Zwei Jahre Untersuchungshaft, ein Jahr Gerichtsprozess: Antifa-Verfahren wird zum Mammut

Am 5. November 2020 verhaftete ein Großaufgebot der Sächsischen Polizei im Auftrag der Generalbundesanwaltschaft (GBA) die Antifaschistin Lina in Leipzig Connewitz. Die Untersuchungshaft in der Frauen-Justizvollzugsanstalt Chemnitz dauert nun schon zwei Jahre.

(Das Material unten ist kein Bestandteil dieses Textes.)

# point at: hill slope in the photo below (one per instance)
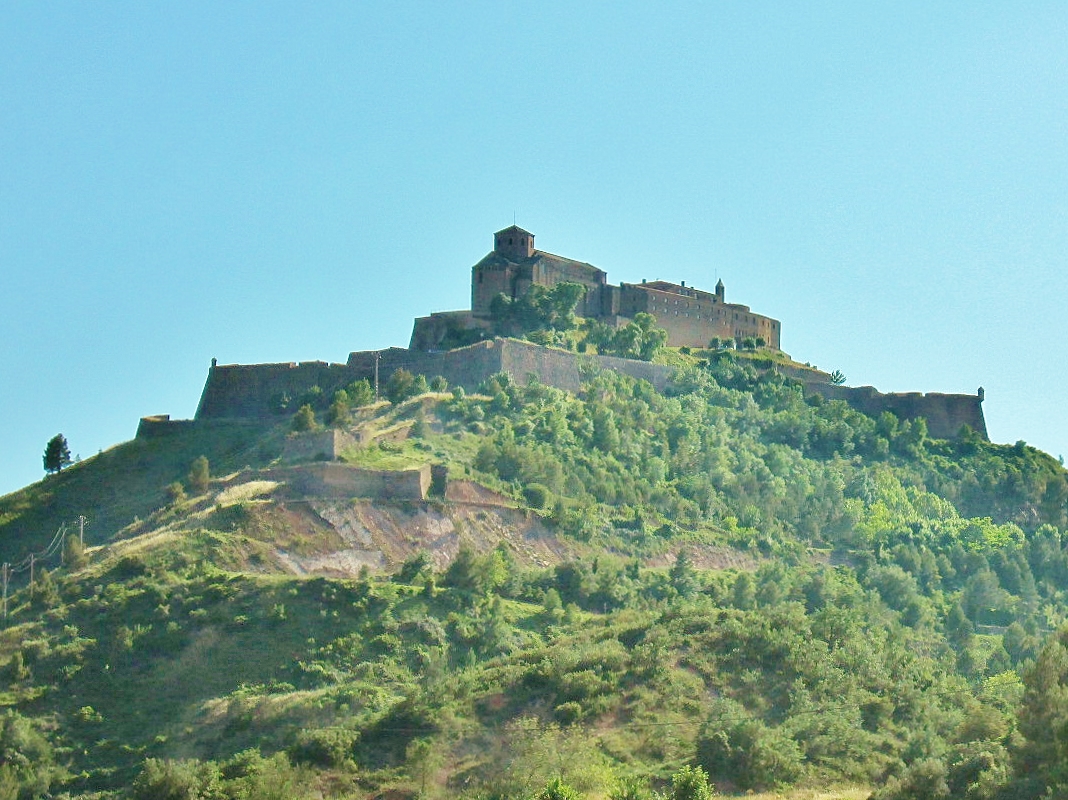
(782, 592)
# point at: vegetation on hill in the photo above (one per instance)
(893, 614)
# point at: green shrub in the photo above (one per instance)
(304, 419)
(536, 496)
(323, 748)
(200, 473)
(556, 789)
(690, 783)
(176, 780)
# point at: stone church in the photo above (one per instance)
(692, 317)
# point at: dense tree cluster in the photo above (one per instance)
(896, 616)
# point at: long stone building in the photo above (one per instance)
(692, 317)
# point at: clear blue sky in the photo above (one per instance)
(276, 182)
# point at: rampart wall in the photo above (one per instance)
(342, 481)
(324, 445)
(242, 391)
(250, 391)
(945, 413)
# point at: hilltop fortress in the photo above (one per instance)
(691, 317)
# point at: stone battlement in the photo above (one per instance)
(241, 391)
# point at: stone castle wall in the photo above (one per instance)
(945, 413)
(239, 391)
(342, 481)
(249, 391)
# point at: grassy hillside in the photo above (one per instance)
(729, 583)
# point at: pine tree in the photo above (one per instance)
(57, 454)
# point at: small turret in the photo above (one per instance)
(514, 242)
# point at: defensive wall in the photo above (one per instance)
(319, 445)
(239, 391)
(333, 480)
(244, 391)
(945, 413)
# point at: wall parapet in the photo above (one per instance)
(248, 391)
(340, 481)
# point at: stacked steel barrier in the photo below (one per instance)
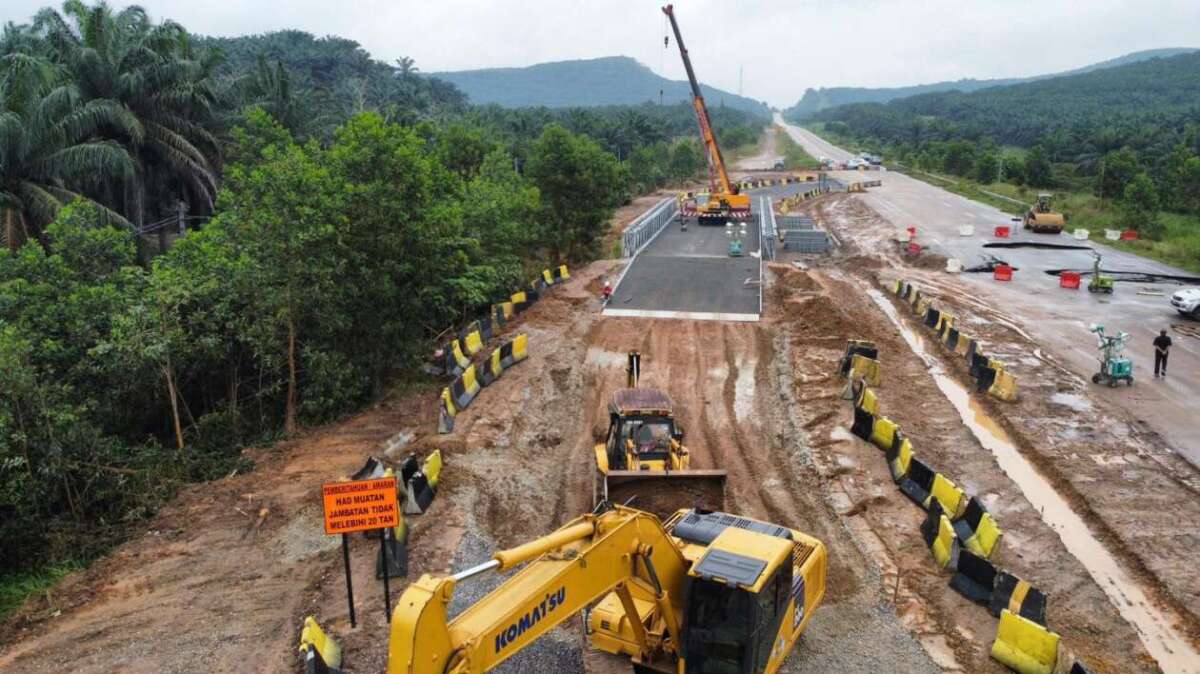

Zwei Jahre, die ihrer eigenen Aussage nach starke gesundheitliche Auswirkungen auf sie hatten. Neben der psychischen Belastung durch die Isolation von Freund:innen und Familie, kam eine lange Verzögerung der Behandlung einer Erkrankung hinzu. Etwa ein halbes Jahr lang wurden ihre Arzttermine immer wieder verschoben, bis sie schließlich, nur unter Aufsicht eines Großaufgebotes der Polizei, in einer Leipziger Arztpraxis behandelt werden konnte, so die Inhaftierte. Zu diesen zwei Jahren U-Haft kommt nun auch ein Jahr Prozess am Oberlandesgericht (OLG) in Dresden, wegen Bildung einer kriminellen Vereinigung. Ein Jahr, in dem Lina jede Woche zwei Mal von einem bewaffneten Kommando der Polizei aus der JVA nach Dresden und zurück gefahren wird.

 

Die Aussagen des Kronzeugen

Vor Gericht sagt nach wie vor ein ehemaliger Antifaschist gegen seine mutmaßlichen Mitstreiter:innen aus. Sechs Tage lang hatte der Senat den Mann, Johannes Domhöver, befragt, der ebenfalls beschuldigt wird, an der kriminellen Vereinigung mitgewirkt zu haben. Laut seiner Aussage, hat es eine Gruppe gegeben, die sich vor allem in Leipzig organisierte. Man sei arbeitsteilig und klandestin bei der Vorbereitung von Angriffen auf politische Gegner:innen vorgegangen. Angriffe seien in Szenariotrainings geübt und potentielle Angriffsziele, namhafte Neonazis in Sachsen, Thüringen und Berlin, diskutiert worden. Dabei hätte es drei verschiedene Formen der Beteiligung gegeben. Ein innerer Kreis hätte aktiv Straftaten initiiert. Weitere Personen um diesen Kreis, so auch der Zeuge selbst, seien immer wieder hinzu gezogen worden. Auch seien mit diesen Leuten gemeinsame Trainings organisiert worden. Zuletzt gäbe es weitere Personen im Bundesgebiet, die zur Beihilfe in bestimmten Fällen heran gezogen worden seien.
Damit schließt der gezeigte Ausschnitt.